21 / 165
第2章 リース領へ
21
しおりを挟む
あの大きさではかなり目立つので、カリューのサイズは再び10分の1に縮小している。もし誰かに見られても、鳥…は無理でも、竜とは思われないと思う。
私たち3人はカリューの背に乗り、空の旅を満喫していた。王都の場所はよく知らないが、馬車の目指していた方向とは逆の方向に向かう。

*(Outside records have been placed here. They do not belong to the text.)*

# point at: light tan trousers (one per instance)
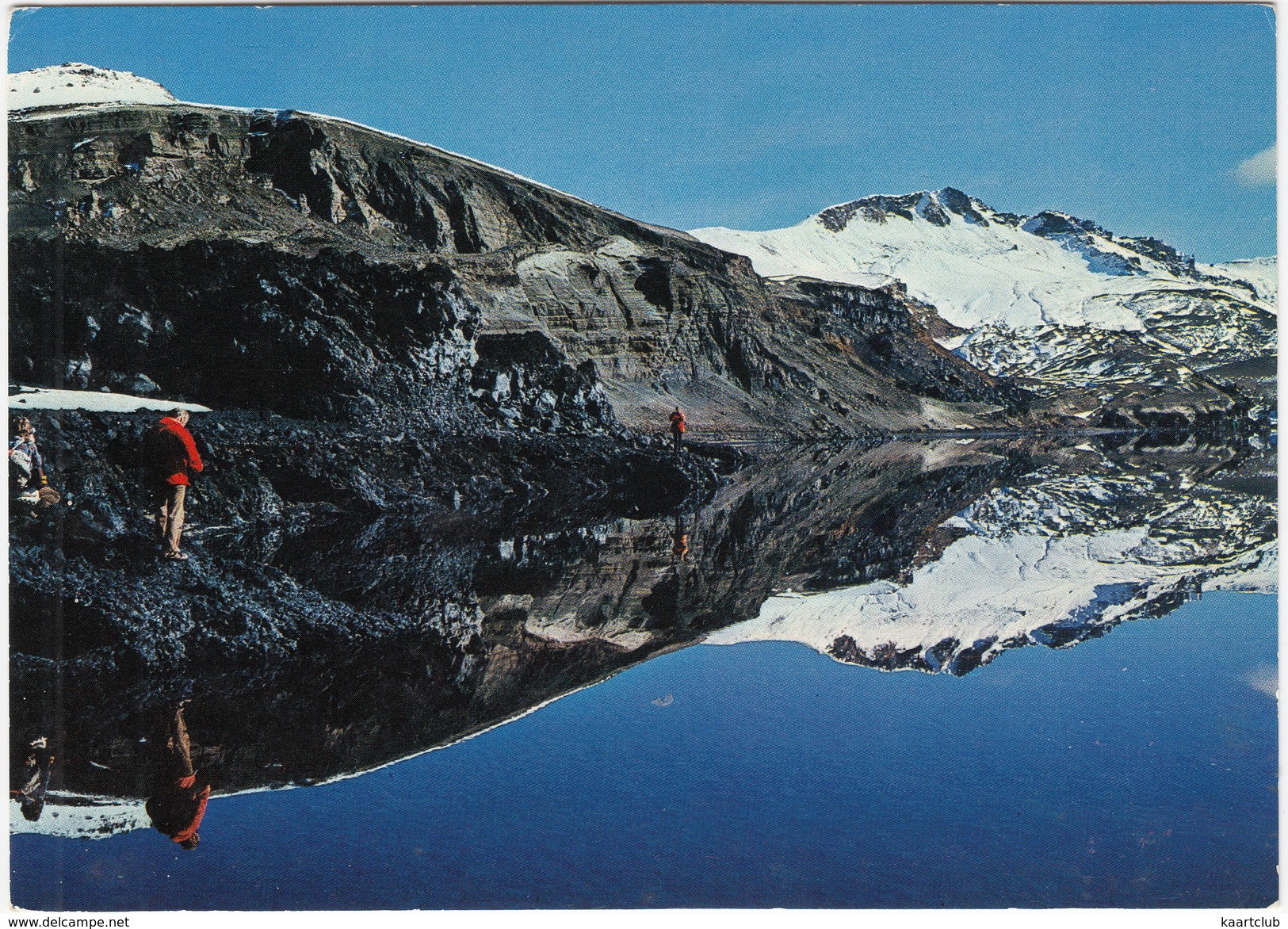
(170, 518)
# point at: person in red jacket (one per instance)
(170, 457)
(678, 428)
(179, 798)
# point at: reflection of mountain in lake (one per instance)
(1061, 558)
(521, 619)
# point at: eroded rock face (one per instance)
(312, 267)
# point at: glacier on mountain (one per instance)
(1051, 299)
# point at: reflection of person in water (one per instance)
(179, 799)
(31, 794)
(680, 540)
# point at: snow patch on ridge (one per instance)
(92, 401)
(75, 84)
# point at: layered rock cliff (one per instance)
(303, 265)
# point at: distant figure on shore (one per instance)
(678, 428)
(680, 540)
(35, 780)
(169, 459)
(27, 480)
(178, 801)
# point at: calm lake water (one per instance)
(1133, 767)
(1137, 770)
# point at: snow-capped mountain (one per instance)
(71, 84)
(1053, 564)
(1037, 296)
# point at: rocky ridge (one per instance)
(371, 273)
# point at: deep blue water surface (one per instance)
(1133, 770)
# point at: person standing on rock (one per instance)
(170, 457)
(678, 428)
(178, 801)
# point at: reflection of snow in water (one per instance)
(78, 816)
(1263, 679)
(1046, 564)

なんとなく気持ちも落ち着いたところで、私はケータに質問した。
「昨日の夜は、何もなかったでしょうね?」
「え?」
ケータがビクリとした。
「な、何もない。夜は何もなかった!」
あからさまに慌てた様子でケータが答えた。
「夜は…?どういう意味よ?」
私はケータをジロリと睨んだ。
「こ、言葉の綾!本当に何もない」
「せっかく黙っててあげたのに、ケータくん、自分から白状するなんて…」
誤魔化すケータを尻目に、サトコが照れたように頬を両手で押さえた。
「明け方に川で水浴びしてたら、ケータくんが入って来ちゃったの」
はあーーー!?
「ちょ…あ、あれは、起きたらサトコ居なくて、まさか水浴びしてるなんて思わなくて…」
ケータの目が泳いだ。私は思わずケータの胸ぐらを掴んだ。
「見たの?」
「み…見てない」
「本当に?」
私が追及すると、思い出したかのようにケータの顔が赤くなった。
「ち…ちょっとしか、見てない」
「それは、『見た』て言うのよーー!」
「わー、やっぱり見られてたんだ!もうお嫁に行けないー」
サトコがワザとらしく両手で顔を覆った。
「あ、ご、ごめん!でも本当にほとんど見えなかったから」
ケータがオロオロしながらサトコに謝った。
「責任、取ってくれる?」
指の間からチラリと覗きながら、サトコが呟いた。
「え…?責…」
「ちょっと待ったーー!」
私はサトコの両肩に両手を置いた。
「だったら私なんて、何度も一緒にお風呂に入ってるんだけど!」
「な、何年前の話だよ!」
ケータが慌てて反論してるが、今は置いとく。
「私にも権利があるよね?」
「えー、ご兄妹の話と一緒にされてもなー」
不服そうな顔をするサトコを、私はギロリと威嚇した。するとサトコは、自分の肩に乗っていた私の両手を下ろしながら私を見た。
「冗談、冗談。でもね…」
言いながらサトコは、ケータの方へグイッと身を乗りだした。
「本当に驚いたんだから、お返し!」
サトコはケータの額に右手を伸ばすと「ペチン」とデコピンした。ケータは一瞬呆気に取られていたが、真っ赤に染まったサトコの表情に気付き、ケータの顔も真っ赤に染まる。
「その…、悪かったな」
「そうだよ。来るときは前もって言ってくれないと…ちょっと困る」
「え……?」
「わーー、待て待て!」
私は叫んで、場を乱した。
あれ、ちょっと待って?コレ、どう考えても私の方があからさまに劣勢だよね、どうなってるの?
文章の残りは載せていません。